Despite of the rapid growth in the field of Ad-Hoc
networks, many challenges still exist and need more
attention and consideration from researchers so that it is
possible for such networks tobe used more widely within
the next few years. Recently we have evaluated the
routing information protocol and dynamic source routing
[11]. According to this model, Routing Information
Protocol (RIP) was found to be better as compared to
Dynamic Source Routing (DSR).
Performance evaluation of AODV, DSDV, and DSR
Routing Protocol in Grid Environment was described in a
previous study [12] . According to this model, the AODV,
DSR, and DSDV perform very well when the mobility is
high. However, simulation results showed that the
traditional routing protocols like DSR have a dramatic
decrease in performance when the mobility is high. In [13],
the performance of routing protocols in mobile Ad- Hoc
network was compared for DSDV, AODV, and DSR and
showed that DSR outperforms AODV. The DSR has less
routing overhead when nodes have high mobility
considering the throughput, end-to-end delay and packet
delivery ratio metrics while DSDV produces low end-to-
end delay compared to AODV and DSR. In [14], the
evaluation four Ad-Hoc network protocols (AODV,
DSDV, DSR and TORA) in diverse network scales taking
into contemplation the mobility factor. Based on this
model, the throughput and energy consumption in tiny
size networks did not disclose any momentous
differences. On the other hand, for medium and huge Ad-
Hoc networks the TORA concert proved to be
incompetent in this research. Above all, the concert of
AODV, DSDV and DSR in tiny size networks was
equivalent. Other than in medium and large size
networks, the AODV and DSR formed good results and
the concert of AODV in terms of throughput is good in all
the scenarios that have been investigated.

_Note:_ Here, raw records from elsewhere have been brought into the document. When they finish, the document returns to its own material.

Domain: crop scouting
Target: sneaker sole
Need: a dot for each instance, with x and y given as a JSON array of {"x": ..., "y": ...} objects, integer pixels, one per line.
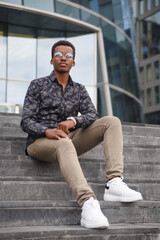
[
  {"x": 97, "y": 226},
  {"x": 112, "y": 198}
]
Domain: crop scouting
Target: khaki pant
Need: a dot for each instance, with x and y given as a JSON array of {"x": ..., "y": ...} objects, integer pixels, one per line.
[{"x": 107, "y": 129}]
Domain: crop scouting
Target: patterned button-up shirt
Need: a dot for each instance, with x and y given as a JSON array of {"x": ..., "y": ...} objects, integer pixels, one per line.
[{"x": 46, "y": 104}]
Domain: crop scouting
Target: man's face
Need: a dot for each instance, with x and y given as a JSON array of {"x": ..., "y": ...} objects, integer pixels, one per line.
[{"x": 62, "y": 64}]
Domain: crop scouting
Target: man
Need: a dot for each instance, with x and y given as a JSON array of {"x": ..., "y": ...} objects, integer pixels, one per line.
[{"x": 56, "y": 132}]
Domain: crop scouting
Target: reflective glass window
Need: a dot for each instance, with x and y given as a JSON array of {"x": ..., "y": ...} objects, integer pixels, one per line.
[
  {"x": 142, "y": 94},
  {"x": 157, "y": 94},
  {"x": 106, "y": 9},
  {"x": 126, "y": 108},
  {"x": 2, "y": 90},
  {"x": 84, "y": 69},
  {"x": 156, "y": 3},
  {"x": 149, "y": 5},
  {"x": 67, "y": 10},
  {"x": 156, "y": 70},
  {"x": 142, "y": 75},
  {"x": 14, "y": 1},
  {"x": 120, "y": 61},
  {"x": 3, "y": 45},
  {"x": 46, "y": 5},
  {"x": 101, "y": 103},
  {"x": 16, "y": 91},
  {"x": 87, "y": 17},
  {"x": 21, "y": 54},
  {"x": 141, "y": 6},
  {"x": 92, "y": 4},
  {"x": 150, "y": 36},
  {"x": 149, "y": 73},
  {"x": 149, "y": 97}
]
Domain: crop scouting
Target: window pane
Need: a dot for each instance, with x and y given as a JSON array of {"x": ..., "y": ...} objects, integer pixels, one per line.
[
  {"x": 156, "y": 3},
  {"x": 156, "y": 70},
  {"x": 46, "y": 5},
  {"x": 67, "y": 10},
  {"x": 157, "y": 94},
  {"x": 16, "y": 92},
  {"x": 149, "y": 97},
  {"x": 142, "y": 76},
  {"x": 2, "y": 90},
  {"x": 21, "y": 56},
  {"x": 149, "y": 73},
  {"x": 2, "y": 53},
  {"x": 84, "y": 70},
  {"x": 141, "y": 6},
  {"x": 149, "y": 5}
]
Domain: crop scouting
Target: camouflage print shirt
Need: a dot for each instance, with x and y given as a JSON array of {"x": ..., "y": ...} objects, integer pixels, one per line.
[{"x": 46, "y": 104}]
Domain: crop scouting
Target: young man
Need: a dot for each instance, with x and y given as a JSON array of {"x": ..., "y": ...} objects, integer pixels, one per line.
[{"x": 57, "y": 133}]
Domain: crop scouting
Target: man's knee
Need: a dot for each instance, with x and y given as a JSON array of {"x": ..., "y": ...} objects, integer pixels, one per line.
[
  {"x": 65, "y": 146},
  {"x": 111, "y": 120}
]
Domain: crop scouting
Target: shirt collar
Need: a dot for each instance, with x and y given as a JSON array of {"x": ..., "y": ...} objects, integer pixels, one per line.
[{"x": 53, "y": 78}]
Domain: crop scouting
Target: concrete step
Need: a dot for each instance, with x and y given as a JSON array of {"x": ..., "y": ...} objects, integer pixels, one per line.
[
  {"x": 45, "y": 213},
  {"x": 16, "y": 146},
  {"x": 26, "y": 189},
  {"x": 130, "y": 137},
  {"x": 94, "y": 170},
  {"x": 115, "y": 232}
]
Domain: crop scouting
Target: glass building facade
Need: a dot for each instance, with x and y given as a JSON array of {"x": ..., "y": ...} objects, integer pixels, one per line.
[
  {"x": 103, "y": 34},
  {"x": 148, "y": 51}
]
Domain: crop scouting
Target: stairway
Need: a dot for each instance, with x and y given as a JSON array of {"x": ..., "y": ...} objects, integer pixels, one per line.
[{"x": 36, "y": 204}]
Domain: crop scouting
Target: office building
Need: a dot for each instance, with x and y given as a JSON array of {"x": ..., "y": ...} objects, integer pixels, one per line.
[{"x": 103, "y": 34}]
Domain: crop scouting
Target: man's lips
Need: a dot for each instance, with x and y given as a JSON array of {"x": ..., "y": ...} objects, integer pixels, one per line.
[{"x": 63, "y": 64}]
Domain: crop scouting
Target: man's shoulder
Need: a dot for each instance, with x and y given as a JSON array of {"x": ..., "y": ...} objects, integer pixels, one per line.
[{"x": 40, "y": 81}]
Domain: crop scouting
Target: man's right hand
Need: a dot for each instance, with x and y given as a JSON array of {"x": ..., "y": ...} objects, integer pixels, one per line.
[{"x": 55, "y": 134}]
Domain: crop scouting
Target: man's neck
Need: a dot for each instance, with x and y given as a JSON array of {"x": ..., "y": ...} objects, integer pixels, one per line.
[{"x": 62, "y": 78}]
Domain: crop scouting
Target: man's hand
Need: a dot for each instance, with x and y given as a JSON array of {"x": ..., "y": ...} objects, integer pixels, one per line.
[
  {"x": 66, "y": 125},
  {"x": 55, "y": 134}
]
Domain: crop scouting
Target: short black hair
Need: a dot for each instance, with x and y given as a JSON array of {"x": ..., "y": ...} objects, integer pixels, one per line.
[{"x": 64, "y": 43}]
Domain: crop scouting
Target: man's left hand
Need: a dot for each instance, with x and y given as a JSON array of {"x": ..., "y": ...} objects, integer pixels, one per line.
[{"x": 66, "y": 125}]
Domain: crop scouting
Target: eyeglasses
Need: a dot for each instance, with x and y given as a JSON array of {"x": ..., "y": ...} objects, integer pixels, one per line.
[{"x": 67, "y": 55}]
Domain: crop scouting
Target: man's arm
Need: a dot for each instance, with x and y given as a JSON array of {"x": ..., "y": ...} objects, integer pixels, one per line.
[
  {"x": 87, "y": 110},
  {"x": 29, "y": 122}
]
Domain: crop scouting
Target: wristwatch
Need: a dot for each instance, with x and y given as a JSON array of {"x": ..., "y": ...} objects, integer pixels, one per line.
[{"x": 73, "y": 119}]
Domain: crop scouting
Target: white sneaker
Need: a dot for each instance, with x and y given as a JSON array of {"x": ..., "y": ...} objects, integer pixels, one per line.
[
  {"x": 92, "y": 216},
  {"x": 117, "y": 190}
]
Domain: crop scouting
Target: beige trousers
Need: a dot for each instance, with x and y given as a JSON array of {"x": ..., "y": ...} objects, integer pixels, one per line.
[{"x": 107, "y": 129}]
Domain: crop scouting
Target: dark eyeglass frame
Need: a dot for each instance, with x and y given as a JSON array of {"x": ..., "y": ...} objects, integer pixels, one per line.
[{"x": 60, "y": 55}]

Thus, our work in this present study is to use the more
widely used traditional mobility models and traffic
sources to create observations based on more
standardized methodology that can be used to evaluate
which protocol, proactive routing protocol (RIP) or
reactive routing protocol (DSR), is more stabile for Ad-
Hoc networks based on some criteria in QualNet
simulation.
Ad-Hoc Routing Protocols
The routing protocol resolves the path of a packet from
the source to the destination. To forward a packet, the
network protocol requires knowing the next node in the
path and the outgoing interface on which to send the
packet [15]. A routing protocol computes routing
information such as homogeneous and heterogeneous
networks [8, 16]. Overall, routing protocols can be
classified into two categories: proactive (table driven)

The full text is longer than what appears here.